1. The night before you wish to make the bread, mix the starter dough ingredients together, cover and put in the fridge overnight. Take the butter and starter dough out of the fridge one hour before starting to make the bread, to bring it to room temperature. 

2. Mix the yeast, malt extract, and water together until there are no lumps left. Then tip in the flour, salt, and butter and mix well. Mix in the starter dough mixture and knead for 10 minutes. As this is quite a wet dough it is best to this in a food processor (with the dough hook attachment), 5 minutes on a slow speed then 5 on a fast speed. 

3. Tip the dough out onto a floured surface, dust with flour, cover, and leave for 30 minutes to rise. You will need quite a lo of flour for dusting as it is quite sticky. At 10 minute intervals, use your hands to punch flat the dough, stretch out and fold over the edges on themselves and turn over. 
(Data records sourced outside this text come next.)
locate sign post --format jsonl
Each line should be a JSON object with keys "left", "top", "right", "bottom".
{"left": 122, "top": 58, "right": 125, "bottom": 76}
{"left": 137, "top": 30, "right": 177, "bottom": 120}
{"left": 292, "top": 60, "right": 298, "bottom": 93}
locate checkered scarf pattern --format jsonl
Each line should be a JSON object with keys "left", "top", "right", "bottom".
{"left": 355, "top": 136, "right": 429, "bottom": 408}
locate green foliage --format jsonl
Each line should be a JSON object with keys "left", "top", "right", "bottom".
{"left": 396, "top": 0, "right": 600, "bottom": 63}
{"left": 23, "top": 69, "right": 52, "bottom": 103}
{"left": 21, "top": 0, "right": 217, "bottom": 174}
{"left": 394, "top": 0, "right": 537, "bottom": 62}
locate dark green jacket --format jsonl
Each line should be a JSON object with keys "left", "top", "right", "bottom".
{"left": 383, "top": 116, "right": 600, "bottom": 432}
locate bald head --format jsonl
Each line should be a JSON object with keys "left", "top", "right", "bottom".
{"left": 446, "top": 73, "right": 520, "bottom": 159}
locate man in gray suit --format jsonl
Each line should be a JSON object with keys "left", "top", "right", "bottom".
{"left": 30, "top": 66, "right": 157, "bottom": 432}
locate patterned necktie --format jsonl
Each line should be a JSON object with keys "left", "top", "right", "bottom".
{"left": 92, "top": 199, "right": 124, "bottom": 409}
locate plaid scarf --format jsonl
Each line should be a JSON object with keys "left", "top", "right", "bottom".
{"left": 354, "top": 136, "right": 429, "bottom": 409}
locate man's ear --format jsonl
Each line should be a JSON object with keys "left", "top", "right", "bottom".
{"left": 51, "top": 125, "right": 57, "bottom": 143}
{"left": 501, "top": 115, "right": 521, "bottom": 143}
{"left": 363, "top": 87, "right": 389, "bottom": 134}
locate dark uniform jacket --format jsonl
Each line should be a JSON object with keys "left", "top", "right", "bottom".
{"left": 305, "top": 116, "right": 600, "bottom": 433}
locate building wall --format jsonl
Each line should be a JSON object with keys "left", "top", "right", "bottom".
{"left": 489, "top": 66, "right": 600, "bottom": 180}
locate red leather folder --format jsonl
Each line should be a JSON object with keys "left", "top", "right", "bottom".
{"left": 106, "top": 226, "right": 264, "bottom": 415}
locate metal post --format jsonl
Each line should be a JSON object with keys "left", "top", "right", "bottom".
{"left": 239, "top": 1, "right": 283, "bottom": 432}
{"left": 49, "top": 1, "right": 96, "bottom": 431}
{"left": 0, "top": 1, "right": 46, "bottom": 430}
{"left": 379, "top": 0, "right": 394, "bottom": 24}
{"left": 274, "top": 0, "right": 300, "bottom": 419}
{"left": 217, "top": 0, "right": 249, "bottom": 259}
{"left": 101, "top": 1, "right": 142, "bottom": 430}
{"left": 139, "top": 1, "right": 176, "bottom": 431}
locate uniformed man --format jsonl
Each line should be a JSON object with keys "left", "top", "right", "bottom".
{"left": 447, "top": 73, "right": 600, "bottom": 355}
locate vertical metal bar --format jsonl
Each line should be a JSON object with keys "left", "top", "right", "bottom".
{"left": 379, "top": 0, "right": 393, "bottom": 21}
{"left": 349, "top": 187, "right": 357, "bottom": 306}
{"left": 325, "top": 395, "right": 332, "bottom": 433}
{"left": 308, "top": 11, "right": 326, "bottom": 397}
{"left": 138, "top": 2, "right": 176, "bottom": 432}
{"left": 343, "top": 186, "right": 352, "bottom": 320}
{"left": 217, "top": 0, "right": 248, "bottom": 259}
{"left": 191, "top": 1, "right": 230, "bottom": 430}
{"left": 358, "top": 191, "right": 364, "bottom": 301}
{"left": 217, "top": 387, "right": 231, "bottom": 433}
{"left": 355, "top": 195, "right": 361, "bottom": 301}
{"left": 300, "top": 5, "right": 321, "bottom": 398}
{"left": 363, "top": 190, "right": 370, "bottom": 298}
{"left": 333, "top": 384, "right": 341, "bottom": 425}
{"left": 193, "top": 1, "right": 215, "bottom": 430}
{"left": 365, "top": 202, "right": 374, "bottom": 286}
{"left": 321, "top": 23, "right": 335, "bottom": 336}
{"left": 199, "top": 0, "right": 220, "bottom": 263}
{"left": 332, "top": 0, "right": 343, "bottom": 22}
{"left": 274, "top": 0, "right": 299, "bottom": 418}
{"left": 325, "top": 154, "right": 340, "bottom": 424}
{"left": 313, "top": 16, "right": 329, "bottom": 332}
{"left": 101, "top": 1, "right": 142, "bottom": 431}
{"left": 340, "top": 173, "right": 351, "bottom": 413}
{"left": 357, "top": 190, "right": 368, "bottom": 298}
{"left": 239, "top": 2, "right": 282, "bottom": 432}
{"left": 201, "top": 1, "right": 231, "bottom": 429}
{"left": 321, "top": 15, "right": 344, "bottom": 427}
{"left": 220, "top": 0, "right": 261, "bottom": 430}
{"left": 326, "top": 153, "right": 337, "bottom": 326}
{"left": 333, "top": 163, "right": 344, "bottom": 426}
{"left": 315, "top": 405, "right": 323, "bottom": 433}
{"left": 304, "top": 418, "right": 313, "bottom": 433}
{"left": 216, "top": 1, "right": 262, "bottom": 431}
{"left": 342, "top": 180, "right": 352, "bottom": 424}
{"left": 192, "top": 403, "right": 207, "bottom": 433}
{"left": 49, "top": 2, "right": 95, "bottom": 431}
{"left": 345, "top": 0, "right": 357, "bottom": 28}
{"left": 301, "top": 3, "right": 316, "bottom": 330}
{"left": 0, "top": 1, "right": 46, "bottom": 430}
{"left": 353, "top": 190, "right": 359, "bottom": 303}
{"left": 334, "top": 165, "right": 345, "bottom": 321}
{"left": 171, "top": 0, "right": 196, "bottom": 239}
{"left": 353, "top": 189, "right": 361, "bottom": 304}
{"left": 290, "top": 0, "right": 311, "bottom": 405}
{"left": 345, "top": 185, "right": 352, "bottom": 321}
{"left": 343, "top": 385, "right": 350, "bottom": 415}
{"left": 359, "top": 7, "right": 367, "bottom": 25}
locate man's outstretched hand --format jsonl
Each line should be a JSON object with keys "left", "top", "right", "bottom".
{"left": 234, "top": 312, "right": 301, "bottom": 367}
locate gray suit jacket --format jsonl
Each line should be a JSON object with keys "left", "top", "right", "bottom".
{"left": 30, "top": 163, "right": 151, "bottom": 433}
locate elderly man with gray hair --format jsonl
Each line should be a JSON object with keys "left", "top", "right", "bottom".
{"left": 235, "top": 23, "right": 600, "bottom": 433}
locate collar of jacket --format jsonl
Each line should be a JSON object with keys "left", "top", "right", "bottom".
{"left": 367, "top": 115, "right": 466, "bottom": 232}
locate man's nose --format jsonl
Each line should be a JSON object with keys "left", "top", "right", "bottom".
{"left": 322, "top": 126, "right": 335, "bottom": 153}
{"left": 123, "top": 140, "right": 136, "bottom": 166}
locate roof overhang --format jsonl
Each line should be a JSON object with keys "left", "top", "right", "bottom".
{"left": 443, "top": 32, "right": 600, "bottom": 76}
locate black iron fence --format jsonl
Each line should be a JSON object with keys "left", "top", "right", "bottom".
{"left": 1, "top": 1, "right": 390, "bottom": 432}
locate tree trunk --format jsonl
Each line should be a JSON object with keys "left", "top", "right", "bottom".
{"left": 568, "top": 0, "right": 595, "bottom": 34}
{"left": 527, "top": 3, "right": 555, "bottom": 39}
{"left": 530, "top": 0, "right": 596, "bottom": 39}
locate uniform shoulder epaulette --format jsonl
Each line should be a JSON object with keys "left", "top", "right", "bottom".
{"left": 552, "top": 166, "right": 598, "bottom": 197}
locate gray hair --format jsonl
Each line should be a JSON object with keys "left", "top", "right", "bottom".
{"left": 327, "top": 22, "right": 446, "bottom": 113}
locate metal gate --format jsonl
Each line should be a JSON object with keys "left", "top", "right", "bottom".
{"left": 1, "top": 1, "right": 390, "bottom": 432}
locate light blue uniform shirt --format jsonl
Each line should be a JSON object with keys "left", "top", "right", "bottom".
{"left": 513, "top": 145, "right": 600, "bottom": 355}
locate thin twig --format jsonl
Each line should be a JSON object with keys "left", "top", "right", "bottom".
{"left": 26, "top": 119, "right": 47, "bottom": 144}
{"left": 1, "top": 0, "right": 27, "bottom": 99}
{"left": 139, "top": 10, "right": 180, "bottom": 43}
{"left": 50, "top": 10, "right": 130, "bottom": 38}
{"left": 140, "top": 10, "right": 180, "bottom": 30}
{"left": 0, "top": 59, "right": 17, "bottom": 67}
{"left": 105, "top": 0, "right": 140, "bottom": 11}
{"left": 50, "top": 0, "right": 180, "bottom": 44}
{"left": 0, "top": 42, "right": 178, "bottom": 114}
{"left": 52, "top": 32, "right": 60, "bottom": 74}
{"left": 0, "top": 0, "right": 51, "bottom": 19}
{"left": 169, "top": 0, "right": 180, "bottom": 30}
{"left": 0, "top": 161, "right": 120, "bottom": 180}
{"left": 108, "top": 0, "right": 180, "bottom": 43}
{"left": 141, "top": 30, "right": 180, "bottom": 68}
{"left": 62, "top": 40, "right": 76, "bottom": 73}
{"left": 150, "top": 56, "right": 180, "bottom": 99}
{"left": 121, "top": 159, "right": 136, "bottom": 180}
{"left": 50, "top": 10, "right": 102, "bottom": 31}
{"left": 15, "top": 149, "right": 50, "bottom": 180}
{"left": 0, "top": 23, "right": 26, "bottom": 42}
4. Grease the loaf tin. Shaking off any excess flour, form a loaf shape then put the dough in the tin. Cover and leave to rise for a further 30 minutes. After 10 minutes rising, use a very sharp knife to score a 2 cm line down the centre of the dough. This helps create a nice crust. 

5. Preheat the oven to 230C. Put the bread on the middle shelf of the oven. Using the spray bottle, squirt on and around the bread to create steam. This keeps the bread moist and gives a nice crust. Bake for 45 minutes. After 15 minutes, spray again with water and turn the temperature down to 200C.

6. The bread is ready when a skewer inserted into the centre of the bread comes out clean. Difficult as it may be, leave the bread to cool completely on wire rack before slicing. 


  1. You did a wonderful job with this. I haven't tried making my own, but I plan on doing it soon.I followed you from the foodie blog roll and I'd love to guide Foodista readers to your site. I hope you could add this bread widget at the end of this post so we could add you in our list of food bloggers who blogged about how to make bread,Thanks!

  2. Hi there

    Thanks- i've added the widget to the post- I think! (new to this!)


  3. Great explanation, thanks for the posting!